King expanded the Walker picture. In a sense, he could be called the Ray Charles of the blues. The size and color of his name even led to its use in the Beatles' track "Dig A Pony" from Let It Be (EMI, 1970). It is as if John Lennon was trying to bolster the song by including King's name in the lyrics (the Beatles' music was running a little dry at this point). Still, only a household name would suffice for a Beatles song; another person named in the same song is Doris Day. It shows how big King's name was by that time and how pervasive his music was and is.

Muddy Waters had electrified the rural open-tuning bottleneck blues, and like that illustrious and deep acoustic music, painted a broad picture of daily life, a tapestry of that world. Willie Dixon added the more clearly aimed compositions (lyrically) for Waters to perform, that emphasized the swaggering persona of the slide guitar slinger—a type of advertising. Waters was the template for the Rolling Stones and other rock groups (groups of individuals) to follow—all rock is really Chicago blues.

King, however, looked forward and narrowed the focus of the blues to the passion of one man and his virtuoso solo guitar, the guitar dueting with the vocals, back and forth. His immediate influence was Walker, but Walker's sound is still the bouncy swing era, and his guitar does not dominate as the major instrumental voice in the ensemble. Some of Walkers's lyrics may have been serious, for example "Stormy Monday," but the words are still carried by the cheerful jazz-like backing.

King is therefore the origin of the Clapton/Hendrix/McLaughlin soloist tradition (though it is also possible to say that the violinist soloists of classical music, or even jazz soloists, are just as much the origin, and the origin of King too). The blues of the singer/soloist is more solitary and focused—Waters sang of the state of going home or of being a rolling stone, but King sings about the intense feeling of a particular occasion, such as that feeling at 3am when he's alone, or the currently existing fact that nobody loves him except his mother. He also, unusually for blues artists, brings in humor: for example, by saying that nobody loves him except his mother, but even she might be jiving too!

In this way, King has more in common with rock lyrics than with the more general lyrics of jazz and folk, or of Muddy Waters. King is a later and more pointed phenomenon than Waters. He is more "Foxy Lady" or "Purple Haze" than "Rolling And Tumbling" or "Hootchie Cootchie Man."
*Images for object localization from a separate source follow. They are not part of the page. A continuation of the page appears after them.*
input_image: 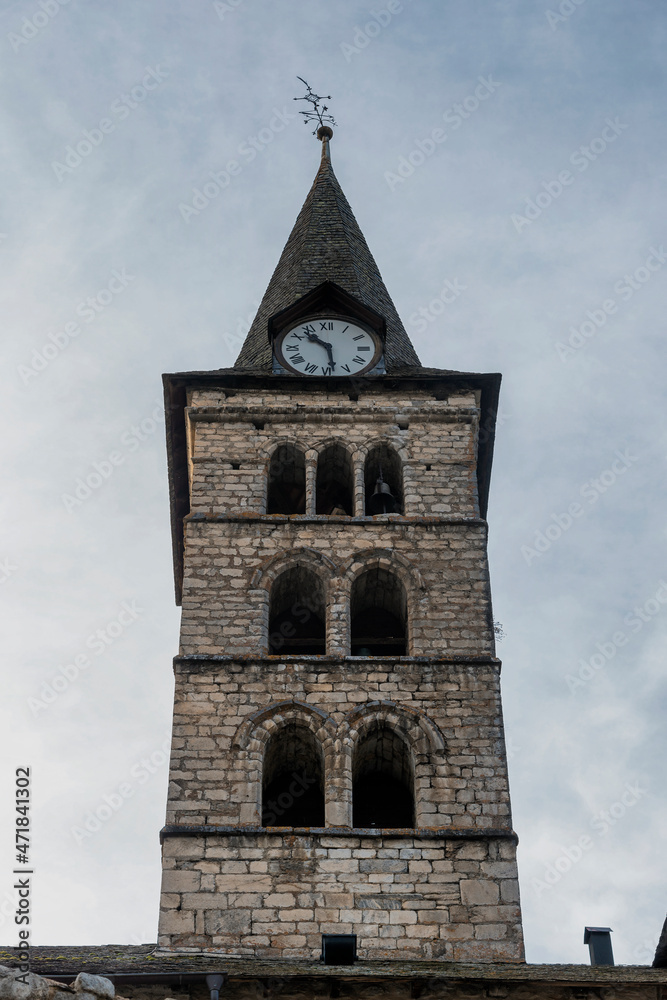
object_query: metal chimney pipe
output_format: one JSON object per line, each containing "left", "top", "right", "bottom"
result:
{"left": 584, "top": 927, "right": 614, "bottom": 966}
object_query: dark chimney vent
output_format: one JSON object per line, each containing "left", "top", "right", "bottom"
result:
{"left": 584, "top": 926, "right": 614, "bottom": 966}
{"left": 321, "top": 934, "right": 357, "bottom": 965}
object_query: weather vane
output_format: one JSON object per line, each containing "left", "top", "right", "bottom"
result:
{"left": 294, "top": 77, "right": 337, "bottom": 135}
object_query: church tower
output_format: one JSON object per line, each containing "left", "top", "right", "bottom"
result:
{"left": 158, "top": 125, "right": 524, "bottom": 963}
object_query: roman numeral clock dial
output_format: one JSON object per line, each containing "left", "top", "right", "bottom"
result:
{"left": 275, "top": 318, "right": 383, "bottom": 376}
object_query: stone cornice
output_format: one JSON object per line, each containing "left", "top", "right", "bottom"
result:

Born Riley B. King, the guitarist had his first hit with the evocative "3 O'Clock Blues" in 1951, where already the big thick electric sound of his solo lines can be heard. He soon recorded a series of classic tracks for the Crown label—these are "must-listens." Something in his sound is beyond most performers. Like the Jimmy Reed hits that appealed to The Rolling Stones, these bright and colorful records were 10 years ahead of their time. It is very polished music.

The same effect was communicated by his classic live album Live At The Regal (MCA, 1965). The sound and feeling is of the current day—or to use another word, timeless. It is also worth noting that King's sound is so big that he is probably the only blues guitarist able to be solidly presented with a horn section and thundering, flowing bass lines as if the instruments were fused completely together. He is a musical "one-stop shop."

King's strength and artistry was such that he could record a U2 song—"When Love Comes To Town"—in 1987 and become an authentic, seamless part of U2's act. This was no mere "guest artist" appearance. He could communicate to 17-year-old fans, and he did.

In 2008, he released what many commentators say is his best studio album since Blues On The Bayou (MCA, 1998), The T-Bone Burnett produced One Kind Favor (Geffen, 2008).